Roese said Nortel wants to create centers where staff with specific types of skills, such as software design, are grouped together. Previously, the location of R&D staff was largely determined by the projects taking place at a facility at any given time.

"The bottom line is it will be driven by skills, it will be driven by where we have the capacity and the economics to support the necessary skills to participate in this market," he said.

The change in strategy follows a detailed review of Nortel engineers and compilation of a database with 35,000 records describing staff skills.

The Toronto-based company has already cut its R&D spending, to about 15 percent of sales from 20 percent, and changed the way it spends that money.

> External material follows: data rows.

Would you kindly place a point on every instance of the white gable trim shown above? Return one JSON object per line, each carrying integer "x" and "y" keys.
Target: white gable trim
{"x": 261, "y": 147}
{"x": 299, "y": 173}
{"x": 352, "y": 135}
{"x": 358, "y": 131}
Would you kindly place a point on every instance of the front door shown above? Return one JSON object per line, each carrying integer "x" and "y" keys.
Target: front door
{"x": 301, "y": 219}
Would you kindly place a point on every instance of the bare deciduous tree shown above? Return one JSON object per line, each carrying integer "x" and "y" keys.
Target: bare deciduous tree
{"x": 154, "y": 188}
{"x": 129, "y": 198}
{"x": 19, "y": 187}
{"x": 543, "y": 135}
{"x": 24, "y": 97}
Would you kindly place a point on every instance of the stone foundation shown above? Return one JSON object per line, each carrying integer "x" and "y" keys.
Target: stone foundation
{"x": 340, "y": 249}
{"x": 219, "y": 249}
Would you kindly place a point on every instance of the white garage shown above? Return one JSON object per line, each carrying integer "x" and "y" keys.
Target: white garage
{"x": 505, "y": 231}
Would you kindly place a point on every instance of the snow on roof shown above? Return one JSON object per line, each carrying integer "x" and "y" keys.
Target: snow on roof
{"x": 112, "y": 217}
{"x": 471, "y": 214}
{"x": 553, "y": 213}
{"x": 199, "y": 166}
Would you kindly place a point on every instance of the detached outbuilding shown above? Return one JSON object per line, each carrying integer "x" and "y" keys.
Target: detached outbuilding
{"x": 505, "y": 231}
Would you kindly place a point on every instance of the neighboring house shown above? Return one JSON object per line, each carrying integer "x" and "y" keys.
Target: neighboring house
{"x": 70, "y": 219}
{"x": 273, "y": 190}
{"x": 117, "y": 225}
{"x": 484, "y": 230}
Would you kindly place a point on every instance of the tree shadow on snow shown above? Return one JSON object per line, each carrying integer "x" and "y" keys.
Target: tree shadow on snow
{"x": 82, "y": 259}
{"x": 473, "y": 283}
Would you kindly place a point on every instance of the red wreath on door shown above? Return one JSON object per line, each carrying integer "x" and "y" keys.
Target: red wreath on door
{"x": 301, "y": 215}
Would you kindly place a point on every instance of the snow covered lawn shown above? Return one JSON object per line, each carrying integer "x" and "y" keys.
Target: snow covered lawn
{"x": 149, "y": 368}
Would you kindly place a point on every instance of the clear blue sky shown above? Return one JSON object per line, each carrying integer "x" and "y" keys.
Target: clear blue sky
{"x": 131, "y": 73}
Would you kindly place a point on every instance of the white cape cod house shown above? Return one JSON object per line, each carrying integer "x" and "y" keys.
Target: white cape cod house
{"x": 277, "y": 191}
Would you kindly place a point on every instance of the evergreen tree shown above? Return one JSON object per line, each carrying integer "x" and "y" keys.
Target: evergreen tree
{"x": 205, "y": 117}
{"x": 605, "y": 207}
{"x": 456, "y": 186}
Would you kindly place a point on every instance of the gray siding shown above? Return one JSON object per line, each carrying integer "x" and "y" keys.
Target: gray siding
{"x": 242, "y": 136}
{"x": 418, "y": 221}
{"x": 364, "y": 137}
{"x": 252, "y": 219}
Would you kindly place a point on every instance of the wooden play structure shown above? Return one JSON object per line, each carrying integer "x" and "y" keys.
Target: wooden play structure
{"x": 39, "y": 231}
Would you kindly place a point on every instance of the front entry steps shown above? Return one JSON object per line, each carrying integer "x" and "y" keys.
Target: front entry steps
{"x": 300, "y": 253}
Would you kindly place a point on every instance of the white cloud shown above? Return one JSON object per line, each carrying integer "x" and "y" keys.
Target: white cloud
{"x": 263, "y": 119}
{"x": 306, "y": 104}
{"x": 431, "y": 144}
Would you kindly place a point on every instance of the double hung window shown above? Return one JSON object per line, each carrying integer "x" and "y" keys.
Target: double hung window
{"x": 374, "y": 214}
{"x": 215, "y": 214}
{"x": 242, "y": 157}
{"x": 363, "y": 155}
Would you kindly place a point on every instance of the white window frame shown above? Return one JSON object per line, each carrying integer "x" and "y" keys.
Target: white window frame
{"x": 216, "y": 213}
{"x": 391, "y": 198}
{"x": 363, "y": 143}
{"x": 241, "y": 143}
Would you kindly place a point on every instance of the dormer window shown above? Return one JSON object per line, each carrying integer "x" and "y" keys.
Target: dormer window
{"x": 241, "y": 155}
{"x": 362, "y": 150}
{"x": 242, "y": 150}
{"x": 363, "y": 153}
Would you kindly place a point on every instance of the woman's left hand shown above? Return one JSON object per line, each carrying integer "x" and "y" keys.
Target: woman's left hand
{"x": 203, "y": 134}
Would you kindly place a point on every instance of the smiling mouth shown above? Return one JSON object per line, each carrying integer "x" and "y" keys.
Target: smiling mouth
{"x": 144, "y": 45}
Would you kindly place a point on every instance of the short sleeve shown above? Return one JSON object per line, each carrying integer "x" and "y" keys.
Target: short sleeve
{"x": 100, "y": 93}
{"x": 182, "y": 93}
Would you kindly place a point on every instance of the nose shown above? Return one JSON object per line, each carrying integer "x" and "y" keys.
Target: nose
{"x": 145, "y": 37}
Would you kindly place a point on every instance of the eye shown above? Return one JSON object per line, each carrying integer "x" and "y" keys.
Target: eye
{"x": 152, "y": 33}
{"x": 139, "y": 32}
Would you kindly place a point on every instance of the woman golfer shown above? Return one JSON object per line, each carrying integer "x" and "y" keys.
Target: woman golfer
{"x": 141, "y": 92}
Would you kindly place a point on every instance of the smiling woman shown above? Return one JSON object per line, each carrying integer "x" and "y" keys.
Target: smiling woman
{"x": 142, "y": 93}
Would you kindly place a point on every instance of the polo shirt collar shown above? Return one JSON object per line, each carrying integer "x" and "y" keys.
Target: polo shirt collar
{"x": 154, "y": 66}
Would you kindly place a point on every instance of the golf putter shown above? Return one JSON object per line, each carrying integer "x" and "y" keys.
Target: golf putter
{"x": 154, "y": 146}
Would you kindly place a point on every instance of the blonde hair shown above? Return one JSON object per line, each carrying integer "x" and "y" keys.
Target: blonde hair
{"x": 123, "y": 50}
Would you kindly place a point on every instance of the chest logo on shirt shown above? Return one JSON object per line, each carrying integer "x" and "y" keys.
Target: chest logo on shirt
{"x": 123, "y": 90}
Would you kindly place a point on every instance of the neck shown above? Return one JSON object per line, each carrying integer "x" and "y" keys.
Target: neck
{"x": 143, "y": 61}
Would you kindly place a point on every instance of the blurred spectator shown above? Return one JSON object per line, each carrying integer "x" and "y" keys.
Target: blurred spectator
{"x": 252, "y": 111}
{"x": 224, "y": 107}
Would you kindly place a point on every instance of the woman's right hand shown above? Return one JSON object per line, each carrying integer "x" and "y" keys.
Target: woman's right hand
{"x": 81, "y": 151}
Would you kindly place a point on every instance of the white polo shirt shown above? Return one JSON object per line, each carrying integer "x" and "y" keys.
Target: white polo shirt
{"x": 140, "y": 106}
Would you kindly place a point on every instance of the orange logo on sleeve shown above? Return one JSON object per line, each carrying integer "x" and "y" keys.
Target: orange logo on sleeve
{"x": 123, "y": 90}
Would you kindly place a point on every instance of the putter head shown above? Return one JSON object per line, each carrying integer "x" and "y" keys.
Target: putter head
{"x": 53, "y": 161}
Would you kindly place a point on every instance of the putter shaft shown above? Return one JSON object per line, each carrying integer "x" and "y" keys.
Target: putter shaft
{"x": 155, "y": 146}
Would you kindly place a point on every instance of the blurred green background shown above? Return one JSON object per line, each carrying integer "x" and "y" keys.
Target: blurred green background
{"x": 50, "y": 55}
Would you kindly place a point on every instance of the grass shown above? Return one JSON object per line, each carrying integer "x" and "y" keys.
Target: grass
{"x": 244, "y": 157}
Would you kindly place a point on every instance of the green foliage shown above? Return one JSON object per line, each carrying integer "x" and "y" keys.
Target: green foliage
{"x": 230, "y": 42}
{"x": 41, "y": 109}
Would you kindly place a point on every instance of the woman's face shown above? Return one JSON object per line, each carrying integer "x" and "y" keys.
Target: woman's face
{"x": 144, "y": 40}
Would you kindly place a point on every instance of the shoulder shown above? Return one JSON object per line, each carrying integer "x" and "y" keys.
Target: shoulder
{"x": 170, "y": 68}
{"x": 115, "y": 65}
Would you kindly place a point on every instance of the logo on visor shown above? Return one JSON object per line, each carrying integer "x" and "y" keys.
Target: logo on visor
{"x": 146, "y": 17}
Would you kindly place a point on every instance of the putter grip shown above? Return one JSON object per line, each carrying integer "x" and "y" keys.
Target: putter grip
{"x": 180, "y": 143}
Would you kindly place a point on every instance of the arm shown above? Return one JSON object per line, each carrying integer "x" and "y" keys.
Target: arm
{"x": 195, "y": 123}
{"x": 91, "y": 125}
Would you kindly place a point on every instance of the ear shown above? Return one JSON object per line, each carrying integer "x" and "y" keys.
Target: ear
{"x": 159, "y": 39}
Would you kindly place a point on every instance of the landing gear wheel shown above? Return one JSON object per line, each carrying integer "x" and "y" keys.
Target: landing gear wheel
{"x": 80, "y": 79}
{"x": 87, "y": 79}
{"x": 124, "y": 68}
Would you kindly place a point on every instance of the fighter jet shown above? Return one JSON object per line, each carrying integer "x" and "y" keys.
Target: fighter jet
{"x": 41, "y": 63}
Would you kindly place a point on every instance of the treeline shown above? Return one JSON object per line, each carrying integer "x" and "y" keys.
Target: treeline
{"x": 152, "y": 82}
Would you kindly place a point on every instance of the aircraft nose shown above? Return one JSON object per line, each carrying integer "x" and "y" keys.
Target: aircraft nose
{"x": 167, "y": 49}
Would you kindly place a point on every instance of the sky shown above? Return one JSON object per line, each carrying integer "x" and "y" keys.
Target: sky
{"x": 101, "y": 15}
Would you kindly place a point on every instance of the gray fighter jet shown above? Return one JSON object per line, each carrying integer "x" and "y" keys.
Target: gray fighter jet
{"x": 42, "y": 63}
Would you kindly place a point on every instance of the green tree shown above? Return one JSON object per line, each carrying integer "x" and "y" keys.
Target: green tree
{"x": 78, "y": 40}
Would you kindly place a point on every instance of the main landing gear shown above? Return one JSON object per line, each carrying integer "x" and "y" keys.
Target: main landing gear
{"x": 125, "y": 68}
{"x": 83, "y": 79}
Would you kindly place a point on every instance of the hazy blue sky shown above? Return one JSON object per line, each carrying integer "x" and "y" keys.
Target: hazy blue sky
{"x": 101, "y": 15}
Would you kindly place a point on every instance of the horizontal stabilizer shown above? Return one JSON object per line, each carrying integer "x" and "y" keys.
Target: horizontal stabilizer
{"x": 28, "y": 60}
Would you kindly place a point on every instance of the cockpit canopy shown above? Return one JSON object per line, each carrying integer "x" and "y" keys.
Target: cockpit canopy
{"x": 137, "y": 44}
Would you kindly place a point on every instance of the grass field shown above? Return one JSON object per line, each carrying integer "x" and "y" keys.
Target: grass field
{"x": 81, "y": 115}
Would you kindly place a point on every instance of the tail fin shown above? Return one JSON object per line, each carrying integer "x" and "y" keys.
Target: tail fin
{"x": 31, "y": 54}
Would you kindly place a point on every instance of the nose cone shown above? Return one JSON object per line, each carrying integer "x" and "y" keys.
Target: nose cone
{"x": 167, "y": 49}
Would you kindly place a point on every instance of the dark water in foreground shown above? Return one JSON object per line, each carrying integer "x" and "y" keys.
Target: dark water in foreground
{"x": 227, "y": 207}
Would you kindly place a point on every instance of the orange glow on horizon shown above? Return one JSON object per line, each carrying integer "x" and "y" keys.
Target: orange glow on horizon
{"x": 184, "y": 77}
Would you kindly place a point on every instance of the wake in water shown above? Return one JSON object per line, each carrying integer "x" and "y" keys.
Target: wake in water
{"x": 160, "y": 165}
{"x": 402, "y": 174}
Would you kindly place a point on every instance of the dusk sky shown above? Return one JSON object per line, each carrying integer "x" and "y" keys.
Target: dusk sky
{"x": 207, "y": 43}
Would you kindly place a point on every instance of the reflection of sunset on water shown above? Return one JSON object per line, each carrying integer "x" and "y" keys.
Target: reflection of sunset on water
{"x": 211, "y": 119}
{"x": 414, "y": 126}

Nortel now sets aside 20 percent of its $1.7 billion R&D budget on emerging technologies, 60 percent on current technologies, and just 20 percent on legacy technologies, down from as much as 55 percent in late 2005.

It will take years for Nortel, which has dozens of R&D centers globally that vary widely in size, to complete the transition, Roese said. Currently, the biggest R&D center is in Ottawa with about 5,000 staff.

"In general, our footprint is mostly in line with where we need to be. However, the layout and the distribution of what we did where is not optimized yet and that is what this next phase is about," Roese said.

Nortel shares were up about 4 percent at mid-session on Thursday, at C$6.85 on the Toronto Stock Exchange and at $6.75 in New York.